In addition to making art, Colquhoun diligently continued to engage in occult practices, gaining admittance to many different orders between 1950 and 1960. At various times she served in groups including the Order of the Temple of the Orient, she became a Priestess of Isis, served as a master mason, and became a deaconess of the Ancient Celtic Church. In 1962 she began signing her work with her chosen magical name in the form of a monogram. By adopting the name 'Splendidior Vitro', meaning 'clearer than crystal' was a gesture according to Richard Shillitoe (her primary biographer to date) to "put aside her worldly personality", so "Henceforth, art and magic would become one."

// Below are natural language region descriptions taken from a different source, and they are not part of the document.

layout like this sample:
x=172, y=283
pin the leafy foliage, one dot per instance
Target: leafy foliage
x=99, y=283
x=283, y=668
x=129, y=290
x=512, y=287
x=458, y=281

Colquhoun also had a lifelong commitment to the power of dreams, recording them in journals and using them as inspiration for her work. Believing that both emotional revelations and physical experiences could occur while sleeping, she once attributed a mark she awoke with as coming from some sort of spirit that had visited her in her dreams the night before. She also maintained a lifelong interest in angels and fairies, periodically wrote to the Fairy Investigation Society and had deep appreciation for the angelic work of poet and painter, William Blake.
In the later years of Colquhoun's career she painted less and made more collages. This may have been a practical shift made due to her declining health and eyesight that made it increasingly difficult to work with brushes. Despite increasing limitations, the artist did create one of her most famous series of works throughout the year 1977. The noted pieces were a full deck of hand painted tarot cards all based on the Golden Dawn Order in which she was deeply interested.
Colquhoun's last years were spent in relative solitude and according to author Eric Ratcliffe, "Shelia Hicks, a close friend of Ithell, companion on many long walks, said that in later years she become frail and lonely, and spent a lot of time in bed with her adored cat Ginger for company." While she died of heart failure in 1987, she had ensured the preservation of her legacy by bequeathing her home and some of her art to the National Trust, as well as other artwork to the Tate Gallery. The money that the artist had was left to the Noise Abatement Society, and thus serves as Colquhoun's final statement on her respect for nature but irritation for humans.
The Legacy of Ithell Colquhoun
Part of Colquhoun's legacy in the art world lies in her use of automatism. While she did not invent many of the styles (she did invent some), she became a leader in all of these using many different approaches. According to Richard Shillitoe, "there are few artists who have used automatic methods as extensively as Colquhoun or who experimented with them so tirelessly." She was also a pioneer in the use of junk and unwanted items in the creation of artworks. Later in her career she made works such as Cornish Landscape and Embryo Fetish, both using thrown away packaging, with the latter being made entirely of egg boxes. Today, living in a society saturated by commercialism and the waste generated by this activity, numerous artists attempt to recycle materials including the fellow Cornish sculptor David Kemp, and the more widely known Ghanaian, El Anatsui.
As such Colquhoun was not only a 'Surrealist', but also an artist working independently predicting future styles. Sadly her break with the London Surrealist Group early in her career, while showing a strength of individuality and character, led to a decrease in attention surrounding her work and ultimately a lack of recognition as an important British Surrealist artist until long after her death. Despite this, her influence and a cross-pollination of themes can be seen in the work of fellow Surrealists including the other, more well-known females Eileen Agar and Edith Rimmington. In addition, and perhaps more importantly, Colquhoun's explorations of gender and sexuality in her work and determination to provide a distinctly feminine approach to Surrealism (far away from the male obsession with the erotic), helped to pave the way for the Feminist art movement and associated artists that emerged during the late 1960s and 1970s.